I've repeatedly talked about the dangers of not getting enough sleep. High blood pressure, memory problems, vulnerability to Alzheimer's Disease, weight gain and on and on and on. None of these seemed to make the impression on me like this brain eating thing.
And, why should I care, you ask? Because if you don't sleep and let your brain sweep up after itself, you're going to look old and feel old before your "time". Got your attention now? We've all seen those people who look older than their age. "Rode hard and put up wet" as the cowboys say. Do you want that to be you? Then read on.
Now, we know the brain has a "glymphatic system" that rids the it of waste and this "housekeeping" is done at night.
When we don't get enough sleep, parts of the brain's synapses (the connections between cells) are actually eaten by other brain cells.
The brain's self-cleaning system acts like a dishwasher which works only when you're asleep. The dishwasher clears out the harmful toxins that build up during the day. The process reduces the risk of developing Alzheimer's disease.
Why Alzheimer's? One of the waste products that is swept away is beta amyloid. Beta amyloid is the substance of which the sticky plaques that are found in the brains of Alzheimer's patients. Chronic sleep deprivation increases the risk of Alzheimer's because of the beta amyloid.
Beta amyloid continues to increase when you are awake and decreases during the period of time while you're sleeping.
This washing process requires a great deal of energy and it's best done while you're sleeping. There's only so much energy to go around.
You may recall in an earlier article about schizophrenia that the World Health Organization learned that the severe increase in the disorder decades ago was due to a specific kind of flu that pregnant women caught that increased the size of two of the four ventricles in the brain that house the cerebrospinal fluid. The sacs, or ventricles, holding the fluid that became larger due to the effects of the flu, creating schizophrenia.
You can appreciate the importance of this system. You can also appreciate the relationship between brain diseases and sleep disorders. Those with brain disorders often have highly disrupted sleep.
No, actually, the speed increases mostly due to the brain cells shrinking when we go to sleep, making it easier to flush out and sweep up the debris. Housework. It's everywhere you go.

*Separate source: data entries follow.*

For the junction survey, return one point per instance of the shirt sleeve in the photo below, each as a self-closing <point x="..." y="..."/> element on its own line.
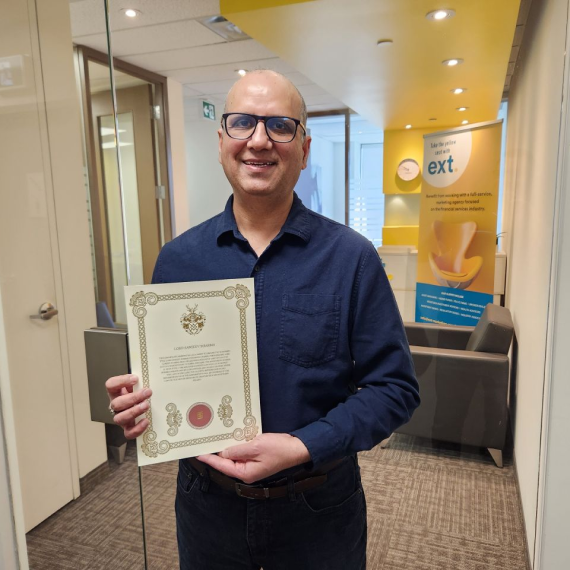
<point x="386" y="390"/>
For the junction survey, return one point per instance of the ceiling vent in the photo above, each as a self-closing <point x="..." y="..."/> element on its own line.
<point x="224" y="28"/>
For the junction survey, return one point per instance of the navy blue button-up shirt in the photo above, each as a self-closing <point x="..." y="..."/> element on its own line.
<point x="334" y="364"/>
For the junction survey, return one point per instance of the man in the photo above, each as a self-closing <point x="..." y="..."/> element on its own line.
<point x="335" y="372"/>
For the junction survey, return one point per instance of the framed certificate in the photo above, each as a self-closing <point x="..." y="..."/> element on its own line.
<point x="194" y="345"/>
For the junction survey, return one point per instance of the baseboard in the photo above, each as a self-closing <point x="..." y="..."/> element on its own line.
<point x="515" y="470"/>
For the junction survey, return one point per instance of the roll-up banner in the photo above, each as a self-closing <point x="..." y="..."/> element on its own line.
<point x="458" y="224"/>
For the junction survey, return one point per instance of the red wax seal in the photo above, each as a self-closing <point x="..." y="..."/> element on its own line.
<point x="200" y="415"/>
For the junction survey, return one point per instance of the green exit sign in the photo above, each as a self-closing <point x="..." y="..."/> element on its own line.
<point x="209" y="110"/>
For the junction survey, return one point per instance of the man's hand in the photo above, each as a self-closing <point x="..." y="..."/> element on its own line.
<point x="128" y="405"/>
<point x="262" y="457"/>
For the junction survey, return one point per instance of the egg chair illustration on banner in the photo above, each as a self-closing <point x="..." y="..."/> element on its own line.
<point x="450" y="266"/>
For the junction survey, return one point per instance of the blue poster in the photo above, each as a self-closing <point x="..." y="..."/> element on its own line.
<point x="437" y="304"/>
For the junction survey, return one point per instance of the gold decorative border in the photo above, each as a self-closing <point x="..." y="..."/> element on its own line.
<point x="139" y="301"/>
<point x="174" y="419"/>
<point x="225" y="411"/>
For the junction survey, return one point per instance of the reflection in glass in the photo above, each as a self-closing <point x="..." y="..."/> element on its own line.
<point x="366" y="200"/>
<point x="321" y="185"/>
<point x="114" y="208"/>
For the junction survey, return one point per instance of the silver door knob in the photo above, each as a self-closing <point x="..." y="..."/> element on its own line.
<point x="45" y="312"/>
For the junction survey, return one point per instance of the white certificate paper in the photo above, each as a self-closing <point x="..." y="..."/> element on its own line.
<point x="194" y="345"/>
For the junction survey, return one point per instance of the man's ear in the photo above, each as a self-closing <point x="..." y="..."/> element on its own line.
<point x="306" y="148"/>
<point x="220" y="141"/>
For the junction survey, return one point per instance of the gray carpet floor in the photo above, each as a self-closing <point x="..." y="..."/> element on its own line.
<point x="431" y="506"/>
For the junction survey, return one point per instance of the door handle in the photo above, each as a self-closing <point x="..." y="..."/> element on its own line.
<point x="45" y="312"/>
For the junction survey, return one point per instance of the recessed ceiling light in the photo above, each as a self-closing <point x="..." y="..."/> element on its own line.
<point x="442" y="14"/>
<point x="224" y="28"/>
<point x="452" y="62"/>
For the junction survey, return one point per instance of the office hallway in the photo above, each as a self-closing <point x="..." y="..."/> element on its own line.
<point x="431" y="506"/>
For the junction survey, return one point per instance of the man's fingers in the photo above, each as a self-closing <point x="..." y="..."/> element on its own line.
<point x="115" y="384"/>
<point x="226" y="466"/>
<point x="131" y="414"/>
<point x="241" y="452"/>
<point x="129" y="400"/>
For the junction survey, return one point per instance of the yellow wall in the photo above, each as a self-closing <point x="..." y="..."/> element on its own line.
<point x="398" y="145"/>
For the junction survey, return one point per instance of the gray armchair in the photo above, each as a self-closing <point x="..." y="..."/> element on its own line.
<point x="463" y="374"/>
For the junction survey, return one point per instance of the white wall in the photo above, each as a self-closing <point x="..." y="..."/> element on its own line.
<point x="64" y="125"/>
<point x="208" y="187"/>
<point x="532" y="143"/>
<point x="553" y="527"/>
<point x="180" y="208"/>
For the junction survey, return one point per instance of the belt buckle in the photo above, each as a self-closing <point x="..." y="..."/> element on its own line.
<point x="238" y="487"/>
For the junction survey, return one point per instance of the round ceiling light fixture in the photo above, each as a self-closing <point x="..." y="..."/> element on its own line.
<point x="452" y="62"/>
<point x="441" y="14"/>
<point x="131" y="12"/>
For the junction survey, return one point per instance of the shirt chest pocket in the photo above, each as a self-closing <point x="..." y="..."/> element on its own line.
<point x="309" y="329"/>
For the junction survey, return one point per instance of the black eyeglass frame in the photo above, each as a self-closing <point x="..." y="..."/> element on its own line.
<point x="264" y="119"/>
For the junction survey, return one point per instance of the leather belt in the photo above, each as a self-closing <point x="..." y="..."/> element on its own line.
<point x="274" y="489"/>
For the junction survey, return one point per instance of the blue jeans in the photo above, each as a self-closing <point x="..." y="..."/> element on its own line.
<point x="321" y="529"/>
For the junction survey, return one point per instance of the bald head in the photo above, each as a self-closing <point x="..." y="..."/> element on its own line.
<point x="261" y="80"/>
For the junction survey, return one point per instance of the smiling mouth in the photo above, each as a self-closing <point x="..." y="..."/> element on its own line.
<point x="259" y="163"/>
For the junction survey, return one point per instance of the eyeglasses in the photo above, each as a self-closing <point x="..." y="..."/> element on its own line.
<point x="241" y="126"/>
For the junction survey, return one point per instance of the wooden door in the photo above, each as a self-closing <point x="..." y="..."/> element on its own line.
<point x="31" y="349"/>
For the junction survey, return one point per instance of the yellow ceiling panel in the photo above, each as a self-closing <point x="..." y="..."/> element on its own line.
<point x="333" y="42"/>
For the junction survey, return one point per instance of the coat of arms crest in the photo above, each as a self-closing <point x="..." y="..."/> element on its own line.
<point x="193" y="322"/>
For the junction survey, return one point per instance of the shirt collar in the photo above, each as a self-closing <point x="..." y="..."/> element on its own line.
<point x="297" y="222"/>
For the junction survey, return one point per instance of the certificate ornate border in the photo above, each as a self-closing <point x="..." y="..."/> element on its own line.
<point x="139" y="301"/>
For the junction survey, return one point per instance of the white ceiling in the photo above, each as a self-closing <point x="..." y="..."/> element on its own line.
<point x="167" y="38"/>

When we wake up, the cells enlarge very quickly and gear up for work. It's quite dramatic as brain processes go.
Astrocytes. Astrocytes are a kind of brain cell that helps to clean out the worn-out cells and other debris from the brain so that it works more efficiently.
These cells are the most active when we're sleep-deprived. The astrocytes actually eat portions of the synapses. [Synapses are the areas where brain cells communicate by using chemicals. Brain cells never touch]. But that's not especially a bad thing. The synapses, or connections between brain cells, that tend to get eaten are the larger, older ones that could benefit from being "cleaned up".
More of a worry from the research findings was that "microglial" brain cells, which hunt down damaged cells and debris, were also more active in people who are sleep deprived. Sustained activity in these microglial cells have been seen in Alzheimer's and other diseases that involve deterioration of the brain.
I've given you the reasons why, now get to bed. Stop surfing the internet, reading the book on your table or in your hands and lay your head down and sleep.